A Mostra Foco reúne treze curtas-metragens que apostam na instabilidade como método e no dilema como motor de pensamento. Em vez de respostas prontas ou formas reconhecíveis, os filmes selecionados operam no entre, no inacabado, no ruído e na fricção. São obras que se afastam da gramática dominante do cinema contemporâneo, marcada por automatismos de mercado e estratégias de visibilidade, para investigar outras maneiras de ver, ouvir e imaginar. Mais do que afirmar certezas, a Foco propõe permanecer nas dúvidas, acolhendo a aspereza, a inconformidade e as múltiplas temperaturas que emergem do contato entre os filmes.

Sessão 1
A primeira sessão é atravessada por sons, máquinas, matérias e paisagens que revelam tensões entre trabalho, território e memória.
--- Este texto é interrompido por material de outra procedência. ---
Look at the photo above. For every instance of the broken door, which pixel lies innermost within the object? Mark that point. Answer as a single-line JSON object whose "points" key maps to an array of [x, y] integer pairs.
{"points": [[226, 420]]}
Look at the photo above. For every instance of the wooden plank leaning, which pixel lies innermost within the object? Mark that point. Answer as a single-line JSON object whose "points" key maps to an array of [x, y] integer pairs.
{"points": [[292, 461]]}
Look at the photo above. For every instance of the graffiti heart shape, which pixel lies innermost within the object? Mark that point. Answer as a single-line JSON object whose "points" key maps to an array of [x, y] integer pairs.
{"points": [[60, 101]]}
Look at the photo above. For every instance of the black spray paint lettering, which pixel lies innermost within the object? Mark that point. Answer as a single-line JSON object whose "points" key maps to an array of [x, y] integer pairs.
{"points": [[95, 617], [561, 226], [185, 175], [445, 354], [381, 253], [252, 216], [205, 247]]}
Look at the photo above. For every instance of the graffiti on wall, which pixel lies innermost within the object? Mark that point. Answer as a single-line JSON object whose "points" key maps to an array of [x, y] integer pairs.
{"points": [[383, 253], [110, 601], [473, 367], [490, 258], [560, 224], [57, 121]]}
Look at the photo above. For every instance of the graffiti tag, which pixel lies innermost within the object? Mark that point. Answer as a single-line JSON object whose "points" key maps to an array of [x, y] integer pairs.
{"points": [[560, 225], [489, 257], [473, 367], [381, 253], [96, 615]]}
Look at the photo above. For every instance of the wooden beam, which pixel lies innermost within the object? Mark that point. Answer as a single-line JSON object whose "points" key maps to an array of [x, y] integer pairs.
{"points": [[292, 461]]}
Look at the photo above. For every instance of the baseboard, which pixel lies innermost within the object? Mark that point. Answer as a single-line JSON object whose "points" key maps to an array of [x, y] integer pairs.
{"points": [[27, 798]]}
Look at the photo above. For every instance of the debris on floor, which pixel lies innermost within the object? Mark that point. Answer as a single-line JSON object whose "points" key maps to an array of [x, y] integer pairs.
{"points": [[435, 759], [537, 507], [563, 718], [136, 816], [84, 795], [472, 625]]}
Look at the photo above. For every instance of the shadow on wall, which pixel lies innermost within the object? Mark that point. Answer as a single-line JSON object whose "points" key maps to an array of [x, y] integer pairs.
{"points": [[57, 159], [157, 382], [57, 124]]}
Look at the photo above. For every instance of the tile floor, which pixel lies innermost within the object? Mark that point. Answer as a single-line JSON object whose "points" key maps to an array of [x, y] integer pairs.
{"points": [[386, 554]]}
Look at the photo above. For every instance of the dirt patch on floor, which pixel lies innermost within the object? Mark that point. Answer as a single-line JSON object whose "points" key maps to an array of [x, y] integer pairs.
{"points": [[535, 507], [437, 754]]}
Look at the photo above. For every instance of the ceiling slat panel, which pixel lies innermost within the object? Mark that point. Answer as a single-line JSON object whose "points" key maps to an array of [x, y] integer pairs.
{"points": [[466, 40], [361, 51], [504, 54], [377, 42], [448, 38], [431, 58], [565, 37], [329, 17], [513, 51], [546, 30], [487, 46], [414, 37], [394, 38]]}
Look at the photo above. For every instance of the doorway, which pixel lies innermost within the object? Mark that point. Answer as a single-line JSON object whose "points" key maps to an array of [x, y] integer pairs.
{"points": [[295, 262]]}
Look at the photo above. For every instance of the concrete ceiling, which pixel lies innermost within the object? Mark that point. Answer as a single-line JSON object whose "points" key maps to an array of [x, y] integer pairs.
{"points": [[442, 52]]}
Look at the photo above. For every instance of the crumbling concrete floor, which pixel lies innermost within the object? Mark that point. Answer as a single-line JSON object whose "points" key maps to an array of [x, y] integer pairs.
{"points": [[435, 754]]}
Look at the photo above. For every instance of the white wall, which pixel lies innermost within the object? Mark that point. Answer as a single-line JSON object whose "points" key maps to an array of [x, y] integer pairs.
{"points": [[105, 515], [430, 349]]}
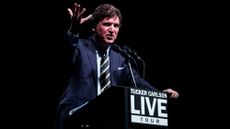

Do ruído industrial que se transforma em sinfonia da destruição, passando por variações sonoras que reescrevem histórias marcadas pelo colonialismo racial, até ambientes paranoicos de vigilância e extrapolação, os filmes constroem universos onde humanos e mais-que-humanos se entrelaçam. A sessão propõe uma escuta atenta do mundo material, em que o som, o labor e a paisagem ativam narrativas que resistem ao esquecimento e à estabilização dos sentidos.

Sessão 2
Na segunda sessão, o cinema surge como gesto atravessado pelo território, pela coletividade e pelo confronto direto com seus próprios limites. Entre águas, sonhos, arquivos e cantos ancestrais, os filmes operam rasuras na linguagem e nos discursos identitários, raciais e políticos. Máscaras, animações, poeira e música ativam jogos de deslocamento que questionam quem fala, de onde se fala e quais articulações são possíveis diante da exposição das contradições. É uma sessão em que o fazer cinematográfico pulsa como paixão, risco e im-possibilidade.

Sessão 3
A terceira sessão investiga o tempo, a memória e a fabulação por meio de encontros inesperados, criaturas reinventadas e narrativas fragmentadas. Vampiros à luz do dia, rostos que reorganizam histórias, encontros entre gerações e montagens caleidoscópicas produzem imagens opacas, abertas e sensoriais. Entre ruínas e encantamentos, os filmes apostam na sobreposição de camadas, na teatralidade e no mistério como formas de resistir à linearidade, devolvendo ao cinema sua potência de imaginação, desvio e reinvenção do mundo.